Debunking the Birmingham security cam 'construction site ghost'

By now, even those who have little to no interest in paranormal activity have weighed in the photographs that are circulating online of a white-clad woman caught on security camera strolling through a construction site on Sherborne Street in central Birmingham in the UK.

According to multiple news outlets, the footage was captured at 1:53 am on the morning of August 18 by a motion-activated CCTV camera owned by Limitless Security, which had been contracted to keep an eye on the construction site. Birmingham Live reported that manager Adam Lees received an alert on his home computer at around 2:00 am that something had managed to trigger a motion sensor camera at the construction site.

"The images come through to my laptop, so I checked and saw that picture. I notified security on site straightaway who did a full patrol but found nothing," said Lees. "It's incredibly strange. I have no idea what it could have been, but I didn't sleep the rest of the night."

It was the daughter of a Limitless Security employee who first posted the image on Twitter. The image has been shared thousands of times since it was posted by a user whose handle is _Meglittle.

Along with the photo, she tweeted:

"So my dad's building site in Birmingham has a CCTV camera alert that flashes when there's movement and this morning it took this photo. Ten minutes later security went to check and found NOTHING."

The Limitless Security website was quick to pounce on the seemingly ineffectiveness of its own services, stating:

By 01.56 our security team were aware and were responding. By 02.06 our security team were on site, performed a full patrol and the site was declared all clear. 

While the image has left thousands of people claiming this is irrefutable evidence of ghosts, there are far too many tip-offs that the camera in question captured a living, breathing human being. Of course, there are too many gaps missing in the story to determine if this was a hoax-- or simply a woman walking through a construction site at a very late hour.

For starters, there is the fact that the image lacks any of the signature transparency commonly associated with apparitions. In other words, at first glance, the image is just too "perfect".

As you can see, by tinkering with the brightness and contrast using any basic photo editing program, it becomes 100% obvious that the woman in the picture is a solid object. If this were an apparition, for instance, we would expect to see the solid portion of the fence in the background extending through her body. Yet, when we enhance the photo to maximize the amount of ambient light and reduce the appearance of shadows (photo #4), there is no trace of the solid portion of the background.

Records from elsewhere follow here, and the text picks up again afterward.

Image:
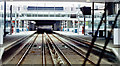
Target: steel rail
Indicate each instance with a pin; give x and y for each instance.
(54, 53)
(26, 52)
(75, 50)
(68, 62)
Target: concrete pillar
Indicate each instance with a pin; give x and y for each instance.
(24, 25)
(1, 53)
(15, 23)
(73, 25)
(78, 26)
(1, 35)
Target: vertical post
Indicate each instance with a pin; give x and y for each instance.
(1, 34)
(73, 26)
(4, 18)
(10, 19)
(93, 19)
(67, 25)
(84, 24)
(105, 20)
(15, 22)
(24, 25)
(64, 25)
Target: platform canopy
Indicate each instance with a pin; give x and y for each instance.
(70, 0)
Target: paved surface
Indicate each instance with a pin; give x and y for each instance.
(10, 39)
(99, 41)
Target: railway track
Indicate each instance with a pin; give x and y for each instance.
(51, 49)
(95, 50)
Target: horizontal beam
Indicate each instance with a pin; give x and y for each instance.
(71, 0)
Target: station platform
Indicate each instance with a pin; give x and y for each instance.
(100, 41)
(12, 40)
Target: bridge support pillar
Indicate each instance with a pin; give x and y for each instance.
(73, 26)
(1, 35)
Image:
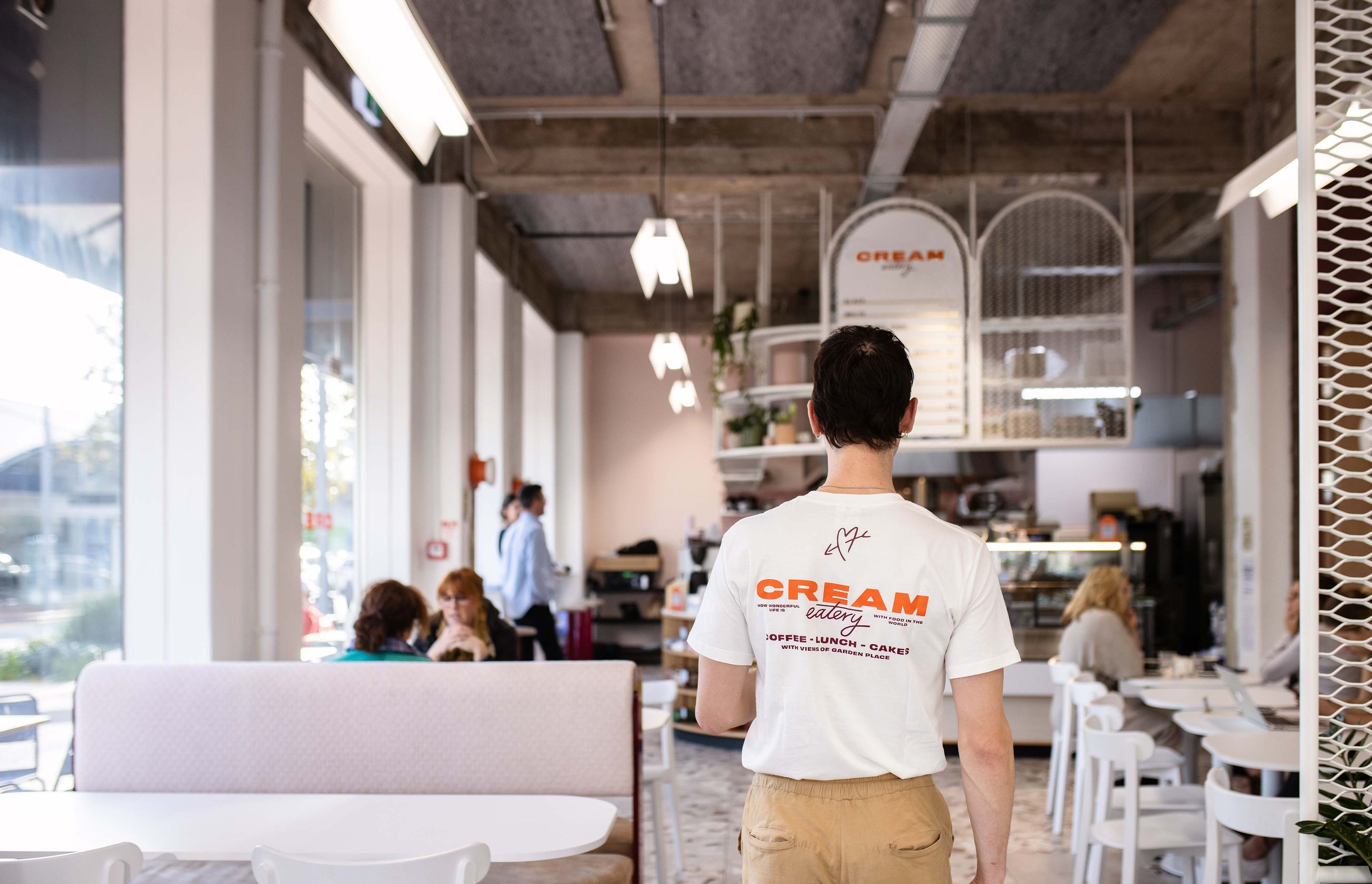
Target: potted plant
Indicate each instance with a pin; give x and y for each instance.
(738, 318)
(1346, 814)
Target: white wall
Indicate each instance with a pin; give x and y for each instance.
(570, 452)
(648, 470)
(445, 372)
(498, 410)
(538, 426)
(1260, 432)
(190, 332)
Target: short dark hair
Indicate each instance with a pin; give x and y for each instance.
(389, 610)
(862, 386)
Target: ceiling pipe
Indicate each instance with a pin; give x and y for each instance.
(702, 111)
(939, 29)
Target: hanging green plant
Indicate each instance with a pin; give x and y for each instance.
(725, 357)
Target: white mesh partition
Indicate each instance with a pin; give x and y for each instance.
(1056, 323)
(1334, 79)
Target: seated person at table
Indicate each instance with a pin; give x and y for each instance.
(1102, 637)
(1282, 663)
(467, 625)
(390, 614)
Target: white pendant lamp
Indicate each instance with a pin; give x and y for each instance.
(659, 256)
(667, 354)
(684, 396)
(659, 251)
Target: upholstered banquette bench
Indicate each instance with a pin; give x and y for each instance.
(566, 728)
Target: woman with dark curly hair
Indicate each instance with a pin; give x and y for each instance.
(389, 615)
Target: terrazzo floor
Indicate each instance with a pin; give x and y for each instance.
(713, 784)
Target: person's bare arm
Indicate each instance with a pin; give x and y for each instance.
(726, 696)
(989, 769)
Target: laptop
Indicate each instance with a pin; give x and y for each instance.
(1261, 715)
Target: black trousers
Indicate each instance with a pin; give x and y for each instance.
(543, 620)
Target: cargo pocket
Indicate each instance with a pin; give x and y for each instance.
(763, 838)
(772, 857)
(918, 844)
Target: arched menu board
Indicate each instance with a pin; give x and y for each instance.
(903, 264)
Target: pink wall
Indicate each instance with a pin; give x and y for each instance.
(648, 469)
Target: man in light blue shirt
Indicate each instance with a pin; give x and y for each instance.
(527, 574)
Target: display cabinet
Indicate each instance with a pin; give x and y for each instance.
(1039, 578)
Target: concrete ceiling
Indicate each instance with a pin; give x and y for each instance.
(769, 47)
(1049, 46)
(522, 47)
(1036, 98)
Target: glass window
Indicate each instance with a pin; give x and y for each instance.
(328, 410)
(61, 341)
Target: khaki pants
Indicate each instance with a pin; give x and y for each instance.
(870, 831)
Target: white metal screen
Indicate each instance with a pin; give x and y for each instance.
(1334, 69)
(1056, 326)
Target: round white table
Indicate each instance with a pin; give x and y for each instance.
(1206, 699)
(227, 827)
(1274, 753)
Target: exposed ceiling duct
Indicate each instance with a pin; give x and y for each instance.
(939, 29)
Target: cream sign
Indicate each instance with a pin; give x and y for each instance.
(902, 264)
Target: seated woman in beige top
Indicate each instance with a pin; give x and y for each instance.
(1102, 637)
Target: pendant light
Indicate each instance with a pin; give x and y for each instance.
(659, 251)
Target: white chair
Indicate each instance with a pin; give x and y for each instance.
(465, 865)
(1061, 753)
(1229, 812)
(1135, 832)
(662, 779)
(1165, 765)
(117, 864)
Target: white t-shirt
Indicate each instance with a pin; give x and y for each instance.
(857, 607)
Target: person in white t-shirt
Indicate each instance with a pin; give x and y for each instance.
(857, 604)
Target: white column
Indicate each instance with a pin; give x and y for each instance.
(1260, 432)
(538, 460)
(570, 489)
(445, 378)
(190, 330)
(498, 404)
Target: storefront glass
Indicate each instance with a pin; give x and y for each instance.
(328, 410)
(61, 337)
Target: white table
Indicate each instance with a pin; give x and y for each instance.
(14, 724)
(1274, 753)
(655, 718)
(1206, 699)
(518, 828)
(1205, 724)
(1131, 687)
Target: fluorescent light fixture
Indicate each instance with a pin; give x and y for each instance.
(669, 354)
(1275, 176)
(684, 396)
(659, 256)
(387, 49)
(1056, 545)
(1076, 393)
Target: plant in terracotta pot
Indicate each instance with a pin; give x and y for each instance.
(727, 362)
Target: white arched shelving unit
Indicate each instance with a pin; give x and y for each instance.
(1032, 327)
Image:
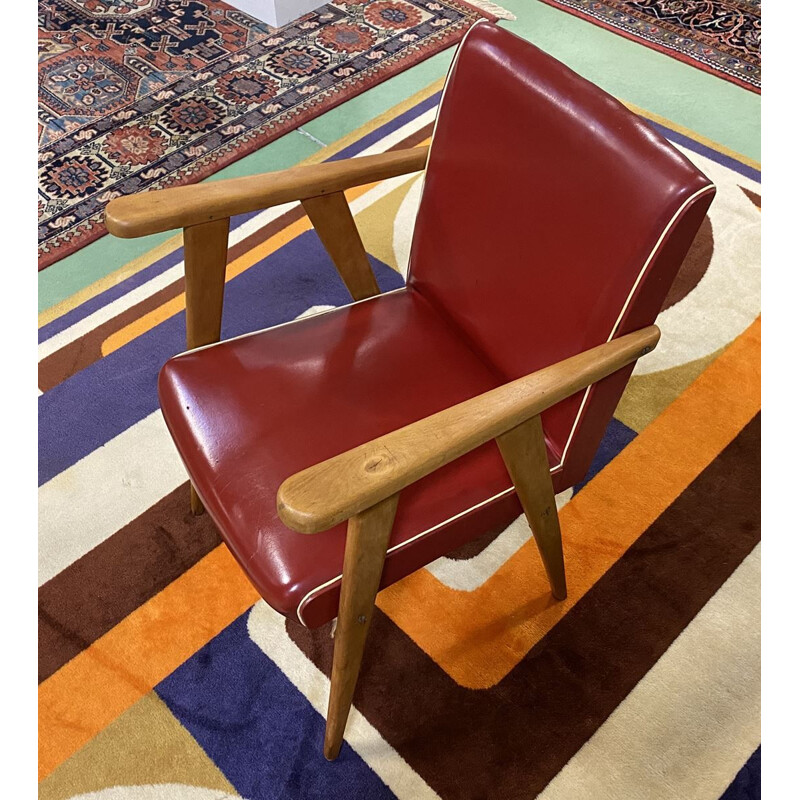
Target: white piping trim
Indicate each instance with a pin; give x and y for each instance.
(628, 300)
(450, 72)
(625, 305)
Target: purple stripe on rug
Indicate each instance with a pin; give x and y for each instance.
(105, 399)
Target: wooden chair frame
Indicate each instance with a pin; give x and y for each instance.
(363, 485)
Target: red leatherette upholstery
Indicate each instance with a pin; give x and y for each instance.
(551, 218)
(544, 198)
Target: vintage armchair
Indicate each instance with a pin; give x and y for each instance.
(551, 226)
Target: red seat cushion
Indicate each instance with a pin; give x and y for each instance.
(247, 413)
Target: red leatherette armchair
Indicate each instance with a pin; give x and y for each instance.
(551, 226)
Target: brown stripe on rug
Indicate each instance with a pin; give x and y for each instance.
(101, 588)
(509, 741)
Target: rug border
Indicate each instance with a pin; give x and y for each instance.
(659, 48)
(95, 230)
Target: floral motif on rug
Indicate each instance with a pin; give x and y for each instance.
(722, 37)
(143, 94)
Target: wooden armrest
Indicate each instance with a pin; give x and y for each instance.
(183, 206)
(321, 496)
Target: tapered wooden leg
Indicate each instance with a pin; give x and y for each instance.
(331, 217)
(205, 253)
(365, 551)
(525, 454)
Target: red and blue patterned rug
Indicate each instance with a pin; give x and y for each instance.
(722, 37)
(142, 94)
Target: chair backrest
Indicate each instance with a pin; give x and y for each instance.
(552, 219)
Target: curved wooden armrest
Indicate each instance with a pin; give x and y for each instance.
(321, 496)
(183, 206)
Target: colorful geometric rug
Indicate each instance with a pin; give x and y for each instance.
(722, 37)
(162, 675)
(141, 94)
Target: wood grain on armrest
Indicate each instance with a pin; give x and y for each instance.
(321, 496)
(179, 207)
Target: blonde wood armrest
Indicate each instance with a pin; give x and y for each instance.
(183, 206)
(321, 496)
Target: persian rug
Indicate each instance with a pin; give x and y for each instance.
(722, 37)
(162, 674)
(142, 94)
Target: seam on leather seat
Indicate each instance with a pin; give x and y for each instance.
(292, 321)
(563, 457)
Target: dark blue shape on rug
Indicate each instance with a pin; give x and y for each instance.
(616, 438)
(258, 728)
(747, 783)
(100, 402)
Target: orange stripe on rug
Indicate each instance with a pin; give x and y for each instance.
(478, 637)
(92, 690)
(174, 306)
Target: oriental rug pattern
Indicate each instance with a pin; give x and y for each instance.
(142, 94)
(162, 675)
(722, 37)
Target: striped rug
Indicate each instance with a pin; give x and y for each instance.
(162, 675)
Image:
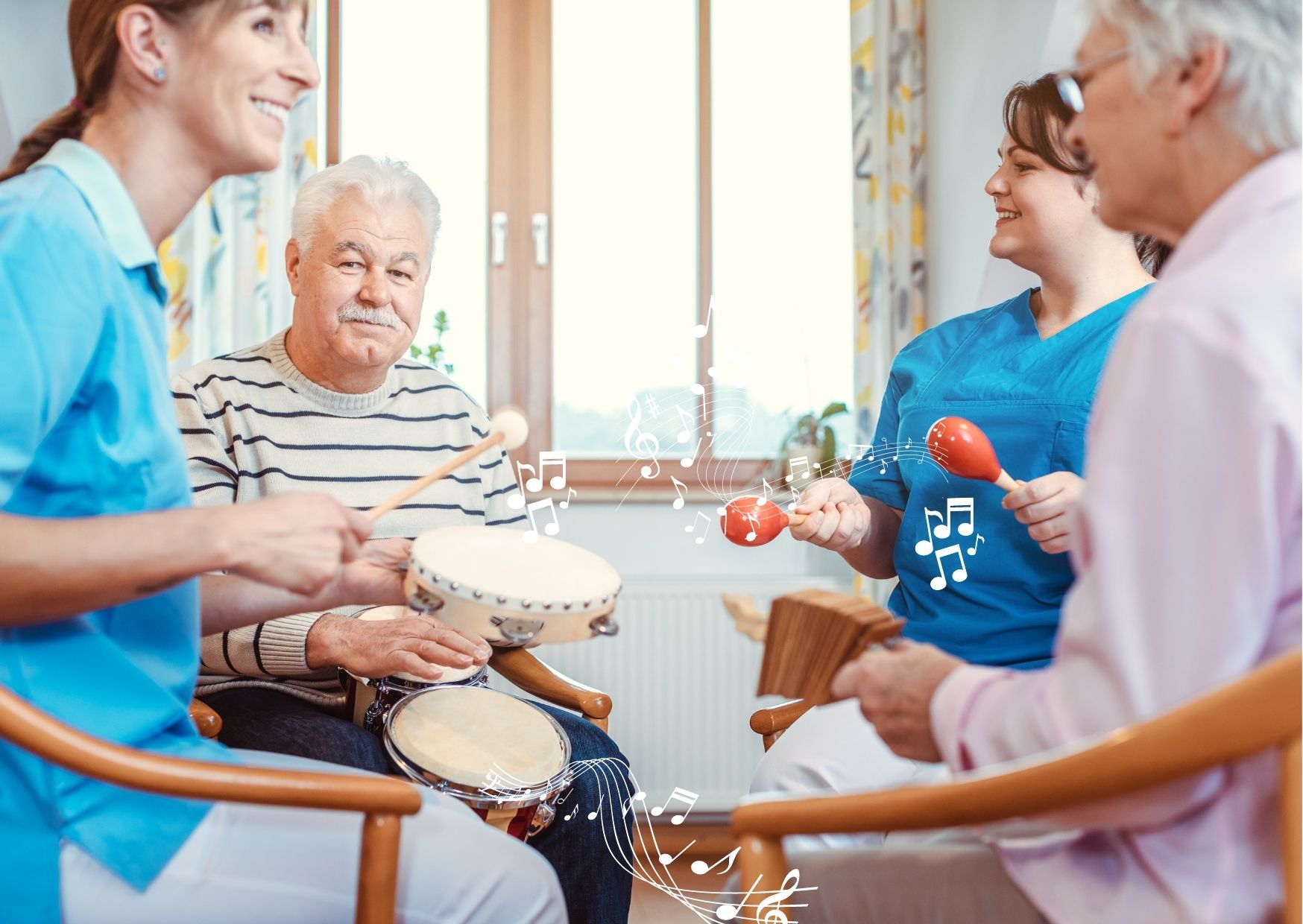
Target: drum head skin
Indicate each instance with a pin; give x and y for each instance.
(464, 732)
(449, 675)
(499, 563)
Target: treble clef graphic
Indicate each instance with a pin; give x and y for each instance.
(641, 445)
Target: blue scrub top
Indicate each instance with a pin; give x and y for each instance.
(972, 581)
(87, 429)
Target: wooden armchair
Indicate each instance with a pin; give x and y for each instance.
(381, 799)
(515, 664)
(1255, 713)
(523, 669)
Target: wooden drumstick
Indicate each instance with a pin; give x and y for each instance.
(508, 429)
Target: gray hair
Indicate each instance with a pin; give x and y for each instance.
(381, 181)
(1259, 97)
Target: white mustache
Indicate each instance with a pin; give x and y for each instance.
(373, 316)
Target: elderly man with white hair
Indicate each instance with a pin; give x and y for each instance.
(1187, 544)
(332, 405)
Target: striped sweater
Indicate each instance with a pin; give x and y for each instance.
(253, 425)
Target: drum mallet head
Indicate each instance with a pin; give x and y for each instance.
(512, 426)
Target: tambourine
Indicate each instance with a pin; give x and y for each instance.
(505, 758)
(512, 593)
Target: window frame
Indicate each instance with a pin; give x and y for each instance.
(519, 311)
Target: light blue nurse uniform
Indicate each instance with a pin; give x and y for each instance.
(87, 429)
(972, 581)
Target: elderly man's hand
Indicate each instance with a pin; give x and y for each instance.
(373, 578)
(895, 689)
(414, 644)
(1045, 506)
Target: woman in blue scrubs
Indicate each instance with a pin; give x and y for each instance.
(982, 575)
(99, 546)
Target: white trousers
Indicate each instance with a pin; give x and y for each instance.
(833, 748)
(262, 863)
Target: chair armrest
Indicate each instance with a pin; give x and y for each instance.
(205, 718)
(777, 720)
(537, 680)
(1245, 717)
(59, 743)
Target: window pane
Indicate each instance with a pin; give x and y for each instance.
(625, 215)
(783, 247)
(414, 85)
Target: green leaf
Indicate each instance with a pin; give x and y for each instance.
(833, 411)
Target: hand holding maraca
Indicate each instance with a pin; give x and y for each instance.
(837, 516)
(1044, 504)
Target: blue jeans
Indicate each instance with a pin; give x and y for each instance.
(596, 885)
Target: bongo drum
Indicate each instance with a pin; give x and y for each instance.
(510, 592)
(506, 759)
(370, 699)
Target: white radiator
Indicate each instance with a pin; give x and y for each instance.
(683, 683)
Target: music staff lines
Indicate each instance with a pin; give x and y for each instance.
(618, 788)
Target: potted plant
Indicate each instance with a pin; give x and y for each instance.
(433, 353)
(810, 438)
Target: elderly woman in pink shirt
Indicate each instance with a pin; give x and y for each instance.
(1187, 545)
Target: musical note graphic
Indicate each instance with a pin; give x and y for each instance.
(961, 506)
(700, 867)
(700, 330)
(785, 890)
(690, 425)
(690, 459)
(924, 546)
(959, 575)
(654, 866)
(682, 795)
(550, 528)
(641, 445)
(799, 462)
(666, 859)
(679, 501)
(517, 501)
(726, 913)
(545, 459)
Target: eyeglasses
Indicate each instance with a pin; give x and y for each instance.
(1071, 83)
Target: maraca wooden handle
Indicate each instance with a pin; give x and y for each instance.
(442, 472)
(1005, 481)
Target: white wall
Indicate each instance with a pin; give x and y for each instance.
(975, 52)
(36, 71)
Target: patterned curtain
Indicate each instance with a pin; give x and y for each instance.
(890, 274)
(223, 265)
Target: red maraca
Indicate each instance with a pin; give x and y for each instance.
(754, 522)
(962, 449)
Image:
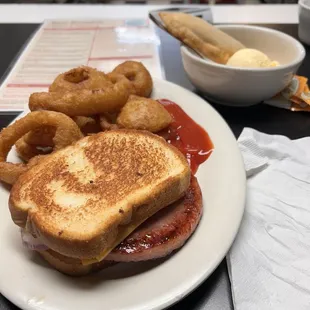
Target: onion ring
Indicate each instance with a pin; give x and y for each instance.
(66, 133)
(88, 125)
(36, 142)
(83, 102)
(27, 151)
(139, 77)
(106, 123)
(80, 78)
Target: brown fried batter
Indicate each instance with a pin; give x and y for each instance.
(80, 78)
(145, 114)
(139, 77)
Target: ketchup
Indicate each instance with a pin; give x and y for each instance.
(186, 135)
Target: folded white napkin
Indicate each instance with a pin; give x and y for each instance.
(269, 262)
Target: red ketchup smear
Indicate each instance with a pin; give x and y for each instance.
(186, 135)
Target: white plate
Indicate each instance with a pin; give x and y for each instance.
(30, 284)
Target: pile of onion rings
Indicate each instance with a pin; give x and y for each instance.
(66, 132)
(81, 101)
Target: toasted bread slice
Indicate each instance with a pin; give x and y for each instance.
(85, 199)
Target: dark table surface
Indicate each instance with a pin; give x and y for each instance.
(214, 293)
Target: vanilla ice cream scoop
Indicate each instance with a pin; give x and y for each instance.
(250, 58)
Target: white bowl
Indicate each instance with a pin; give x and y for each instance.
(244, 86)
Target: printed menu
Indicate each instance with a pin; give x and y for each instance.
(60, 45)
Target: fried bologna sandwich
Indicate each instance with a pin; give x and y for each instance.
(85, 199)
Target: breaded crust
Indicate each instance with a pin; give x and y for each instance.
(88, 197)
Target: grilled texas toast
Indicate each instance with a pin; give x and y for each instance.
(85, 199)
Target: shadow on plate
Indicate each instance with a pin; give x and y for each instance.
(116, 272)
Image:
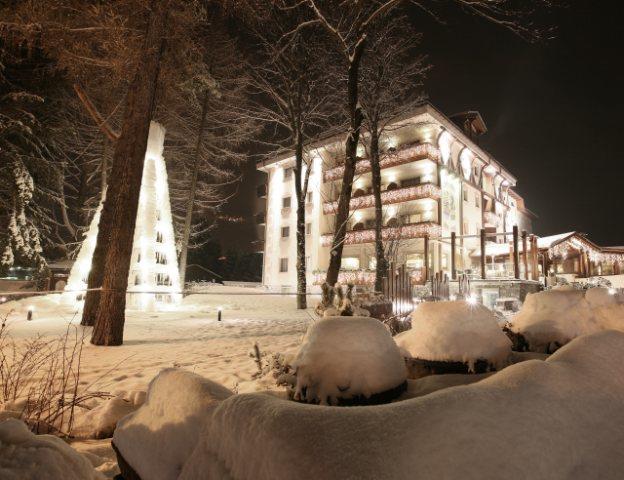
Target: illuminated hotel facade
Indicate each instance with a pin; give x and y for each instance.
(435, 179)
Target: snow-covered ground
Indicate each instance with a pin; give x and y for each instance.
(189, 337)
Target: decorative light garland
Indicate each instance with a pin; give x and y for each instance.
(409, 153)
(413, 230)
(364, 277)
(418, 192)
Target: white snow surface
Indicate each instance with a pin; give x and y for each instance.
(26, 456)
(343, 357)
(455, 331)
(554, 419)
(169, 423)
(561, 315)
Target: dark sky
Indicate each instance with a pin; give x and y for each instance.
(552, 110)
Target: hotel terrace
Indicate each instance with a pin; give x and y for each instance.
(439, 188)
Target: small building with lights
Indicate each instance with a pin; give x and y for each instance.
(435, 180)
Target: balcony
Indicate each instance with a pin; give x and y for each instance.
(402, 232)
(491, 219)
(419, 192)
(410, 153)
(365, 277)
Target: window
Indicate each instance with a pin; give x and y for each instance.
(161, 258)
(350, 263)
(163, 280)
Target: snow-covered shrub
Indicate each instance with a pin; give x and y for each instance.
(25, 456)
(455, 331)
(552, 318)
(157, 439)
(40, 380)
(343, 358)
(555, 419)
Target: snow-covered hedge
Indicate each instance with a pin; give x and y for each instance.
(556, 419)
(157, 439)
(455, 331)
(347, 357)
(26, 456)
(558, 316)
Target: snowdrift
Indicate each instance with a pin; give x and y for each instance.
(554, 419)
(25, 456)
(157, 439)
(347, 357)
(455, 332)
(558, 316)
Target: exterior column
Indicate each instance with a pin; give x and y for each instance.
(525, 259)
(453, 259)
(482, 238)
(516, 258)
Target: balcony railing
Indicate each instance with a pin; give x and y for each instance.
(364, 277)
(402, 232)
(408, 154)
(490, 218)
(426, 190)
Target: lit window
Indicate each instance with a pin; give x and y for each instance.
(414, 260)
(350, 263)
(161, 258)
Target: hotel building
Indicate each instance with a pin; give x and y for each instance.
(435, 180)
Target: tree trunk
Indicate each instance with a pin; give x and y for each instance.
(380, 267)
(301, 197)
(118, 219)
(92, 299)
(351, 144)
(188, 219)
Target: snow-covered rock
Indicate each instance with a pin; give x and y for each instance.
(346, 357)
(555, 419)
(455, 331)
(100, 422)
(26, 456)
(558, 316)
(157, 439)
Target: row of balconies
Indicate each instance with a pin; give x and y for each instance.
(407, 154)
(399, 232)
(388, 197)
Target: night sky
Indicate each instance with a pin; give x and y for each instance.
(553, 110)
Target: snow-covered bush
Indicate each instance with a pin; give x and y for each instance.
(455, 331)
(157, 439)
(25, 456)
(343, 358)
(554, 419)
(552, 318)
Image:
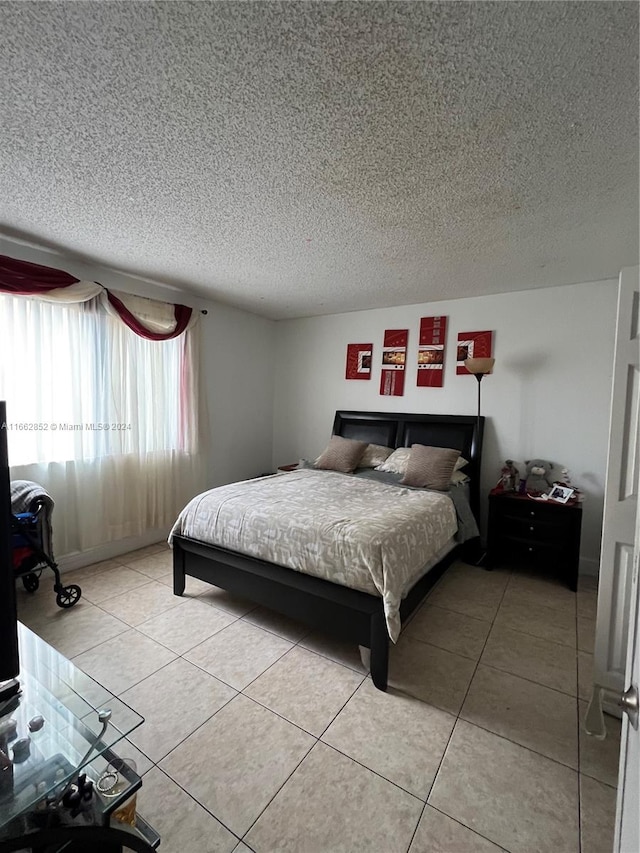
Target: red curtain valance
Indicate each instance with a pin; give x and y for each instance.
(182, 315)
(27, 279)
(22, 277)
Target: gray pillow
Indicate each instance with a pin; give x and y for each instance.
(341, 454)
(375, 454)
(430, 467)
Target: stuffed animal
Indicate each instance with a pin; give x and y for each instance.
(538, 472)
(509, 476)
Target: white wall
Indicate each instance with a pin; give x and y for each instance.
(548, 397)
(237, 377)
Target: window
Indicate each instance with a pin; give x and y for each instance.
(80, 385)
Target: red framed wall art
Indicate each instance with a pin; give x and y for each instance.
(359, 361)
(433, 331)
(394, 358)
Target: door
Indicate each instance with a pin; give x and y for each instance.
(615, 603)
(627, 839)
(617, 653)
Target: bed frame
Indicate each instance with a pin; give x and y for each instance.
(352, 615)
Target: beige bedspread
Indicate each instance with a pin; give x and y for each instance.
(362, 534)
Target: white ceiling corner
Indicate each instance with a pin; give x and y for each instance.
(308, 158)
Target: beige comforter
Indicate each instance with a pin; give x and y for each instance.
(362, 534)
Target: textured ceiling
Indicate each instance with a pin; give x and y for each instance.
(309, 158)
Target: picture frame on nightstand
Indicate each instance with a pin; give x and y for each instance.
(561, 493)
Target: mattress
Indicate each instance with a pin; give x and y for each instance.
(370, 536)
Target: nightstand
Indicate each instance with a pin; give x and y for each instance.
(539, 533)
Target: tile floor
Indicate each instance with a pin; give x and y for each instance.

Of course, with a security camera its hard to improve the resolution, but by tinkering with the exposure and color saturation, one can see that the woman in the photo has crisp, clear, definite lines and angles (photo #3), as opposed to a gauzy, vaporous outline one would expect to see in a non-solid object.

One must also ask why Limitless Security turned the image into a marketing gimmick within 3 days of the incident.

On Aug. 21, Limitless Security posted on its website:

We recognise the requirement to reduce the cost of break-ins, thefts and damage to building sites, whilst maintaining and managing the costs of security within acceptable limits.

Our VIDAR system is designed to provide 24/7 protection by detecting intruders and capturing clear images, such as this one, for full visual verification. It is at the heart of our managed service which provides a unique package of building site management and security solutions including detection, monitoring and response.

We are not sure this intruder was intending to steal anything, but at what point do you decide to install security measures on a construction site? Do you wait until you consider the value of theft or vandalism exceeds a projection of site security cost before you take action?

The article then turns into a sales pitch for Limitless Security's services. Is this a case of a company seizing an opportunity? Or did someone behind the scenes at Limitless manufacture an opportunity?

A telling detail can be found in the article featured on the company website, in which they state that the photo "clearly depicts a woman floating, with a translucent dress". The article then brags about how the story has been covered by The Sun, The Mirror and Birmingham Live.

Not only is this statement patently absurd (as you can see by our enhanced photo below, the woman in neither "floating" nor "translucent"-- one can clearly see the outlines of her calves and feet and the ruffles of her dress), it reeks of a publicity stunt.

If it's not a hoax or publicity stunt, then why have we only seen a single image and not a full video clip?

Another interesting facet of the story is how the woman seemingly "vanished" into thin air, yet Limitless Security stated that took a full ten minutes for security personnel to arrive on the scene. Even a woman in a wedding dress wearing high heeled shoes can cover a lot of ground in ten minutes!

And finally, although we're not making any accusations, it's worth pointing out that the woman who first posted the image on Twitter-- the daughter of the man who "discovered" the apparition-- looks an awful lot like the "ghost woman" in terms of height, body shape, hair length, fashion sense.... and even posture.

Sorry, Limitless Security, but we're going to have to call your "ghost" bogus!